Sin poder evitar las lágrimas, Joan le relató la angustia, el dolor, el miedo, la muerte y la pena.
—Pienso que fui yo el causante de la desgracia de los míos al socorrer a aquella apestada —dijo para terminar—. La culpa me mata.
—¿Aquella mujer tosía?
—No.
—¿La tocaste?
—Me protegí con el pañuelo la mano con la que la incorporé. Pero respiré sus humores y miasmas, la corrupción del aire a su alrededor…
—¡No fuiste tú! —La mujer le cortó con violencia—. Todo eso de la corrupción del aire, de las miasmas y humores que se respiran son tonterías. Y más aún que una conjunción maligna de astros haga que el mismo tufo que respiramos cada día se convierta en venenoso de pronto. La peste no se contagia por el aire a no ser que un apestado te tosa saliva encima.

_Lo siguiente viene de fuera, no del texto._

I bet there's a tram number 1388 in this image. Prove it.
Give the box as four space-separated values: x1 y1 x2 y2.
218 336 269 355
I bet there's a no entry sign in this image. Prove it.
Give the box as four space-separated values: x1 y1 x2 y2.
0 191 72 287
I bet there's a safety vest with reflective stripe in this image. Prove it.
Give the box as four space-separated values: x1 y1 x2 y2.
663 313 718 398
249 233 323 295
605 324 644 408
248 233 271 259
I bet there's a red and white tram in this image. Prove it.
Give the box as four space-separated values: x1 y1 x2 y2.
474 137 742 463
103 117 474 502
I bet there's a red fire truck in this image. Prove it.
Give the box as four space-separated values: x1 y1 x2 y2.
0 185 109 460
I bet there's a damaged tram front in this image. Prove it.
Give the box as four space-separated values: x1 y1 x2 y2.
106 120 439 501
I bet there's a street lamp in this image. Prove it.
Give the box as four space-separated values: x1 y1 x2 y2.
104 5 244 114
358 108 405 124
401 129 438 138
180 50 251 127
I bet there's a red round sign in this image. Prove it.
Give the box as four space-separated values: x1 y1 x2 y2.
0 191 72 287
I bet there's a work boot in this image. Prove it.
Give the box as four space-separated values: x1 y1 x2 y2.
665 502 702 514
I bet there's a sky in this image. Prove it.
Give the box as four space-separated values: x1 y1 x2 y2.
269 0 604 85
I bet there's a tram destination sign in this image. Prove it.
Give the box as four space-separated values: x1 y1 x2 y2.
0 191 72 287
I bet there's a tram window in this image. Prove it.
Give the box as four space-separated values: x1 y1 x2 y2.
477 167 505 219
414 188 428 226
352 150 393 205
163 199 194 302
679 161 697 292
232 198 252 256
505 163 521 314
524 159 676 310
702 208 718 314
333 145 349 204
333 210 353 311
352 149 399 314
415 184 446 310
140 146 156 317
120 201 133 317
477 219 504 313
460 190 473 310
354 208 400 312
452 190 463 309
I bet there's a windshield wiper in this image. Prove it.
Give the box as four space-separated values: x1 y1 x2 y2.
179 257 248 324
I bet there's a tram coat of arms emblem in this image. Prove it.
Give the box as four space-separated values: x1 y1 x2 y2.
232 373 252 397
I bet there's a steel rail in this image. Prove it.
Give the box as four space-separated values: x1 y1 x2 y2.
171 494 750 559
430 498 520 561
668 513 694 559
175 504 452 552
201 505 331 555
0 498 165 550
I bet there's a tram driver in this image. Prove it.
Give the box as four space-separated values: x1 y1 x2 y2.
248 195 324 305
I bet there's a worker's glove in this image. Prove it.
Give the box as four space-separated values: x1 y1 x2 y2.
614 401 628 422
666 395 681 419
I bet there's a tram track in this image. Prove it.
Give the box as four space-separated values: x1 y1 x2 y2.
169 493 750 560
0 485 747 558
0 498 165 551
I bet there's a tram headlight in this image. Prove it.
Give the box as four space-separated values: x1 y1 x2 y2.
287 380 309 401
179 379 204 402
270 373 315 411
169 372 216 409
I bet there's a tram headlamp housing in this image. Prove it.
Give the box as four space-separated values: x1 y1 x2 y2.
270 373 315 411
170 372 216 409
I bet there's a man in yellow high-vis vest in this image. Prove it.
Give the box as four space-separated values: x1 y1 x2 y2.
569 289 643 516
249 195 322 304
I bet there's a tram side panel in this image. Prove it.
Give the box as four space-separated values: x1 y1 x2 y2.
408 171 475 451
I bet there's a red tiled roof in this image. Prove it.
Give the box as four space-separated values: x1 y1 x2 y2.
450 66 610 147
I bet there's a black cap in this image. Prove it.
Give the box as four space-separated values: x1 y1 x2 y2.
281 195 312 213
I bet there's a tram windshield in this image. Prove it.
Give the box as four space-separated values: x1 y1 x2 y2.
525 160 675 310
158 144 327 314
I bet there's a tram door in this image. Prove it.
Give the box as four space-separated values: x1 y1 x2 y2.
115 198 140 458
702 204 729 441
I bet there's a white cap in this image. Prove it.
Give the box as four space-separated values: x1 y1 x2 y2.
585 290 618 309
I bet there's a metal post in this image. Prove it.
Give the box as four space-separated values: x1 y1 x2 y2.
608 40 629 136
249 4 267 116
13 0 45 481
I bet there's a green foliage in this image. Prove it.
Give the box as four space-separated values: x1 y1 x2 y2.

—Y ¿cómo podéis estar tan segura?
—Mi abuela, mi bisabuela y sus bisabuelas ya curaban con hierbas y otros remedios —explicó—. Yo no supe salvar a los míos de la peste a pesar de esos conocimientos. Sus muertes arruinaron mi vida y desde entonces la he dedicado a combatir esa plaga. Cuando aparece y todos la temen, yo me alegro. No por el sufrimiento de la gente, sino porque puedo volver a luchar contra ella. La de 1475, cuando yo tenía veintiocho años, mató a los míos. Y después ha habido pestes importantes en Barcelona en el año 1483, en 1488 y en 1494, y no sufríamos una de esta magnitud desde 1496. En todas he ido a visitar a enfermos sin importarme el contagio, pues la muerte pondría fin a mis penas. He visto a muchos apestados y jamás he enfermado. Solo me cubro la boca y la nariz cuando tosen y siempre me lavo las manos. He visto morir a muchos, he ayudado a vivir a bastantes y sé bien cómo funciona el mal. Cada vez que uno de mis pacientes cura, siento que he vencido a esa maldita plaga y soy feliz. No soy médico de ricos. Pero sí lo soy de pobres y veo lo que los médicos de los ricos no ven. Veo que antes de que las personas enfermen, enferman los gatos, y que donde hay más ratas y pulgas hay más peste. Esa enfermedad no viene del aire viciado, sino de algo que traen las pulgas.
—Es muy difícil librarse de ellas —observó Joan—. Por muy rica que sea la casa.
—Por eso los ricos también enferman. Pero menos.
—Venid a ver a mi esposa —le suplicó Joan.
—Ya es tarde. Veré si puedo mañana.
—Os lo suplico. —Joan se levantó para tomarle de nuevo las manos.
Ella se quedó mirándole y suspiró. Mantenía unidas sus manos con las de Joan y esta vez aceptaba la caricia.
—Por favor —insistió él—. Venid ahora.
—Nunca he conocido a nadie más terco —masculló ella con voz ronca.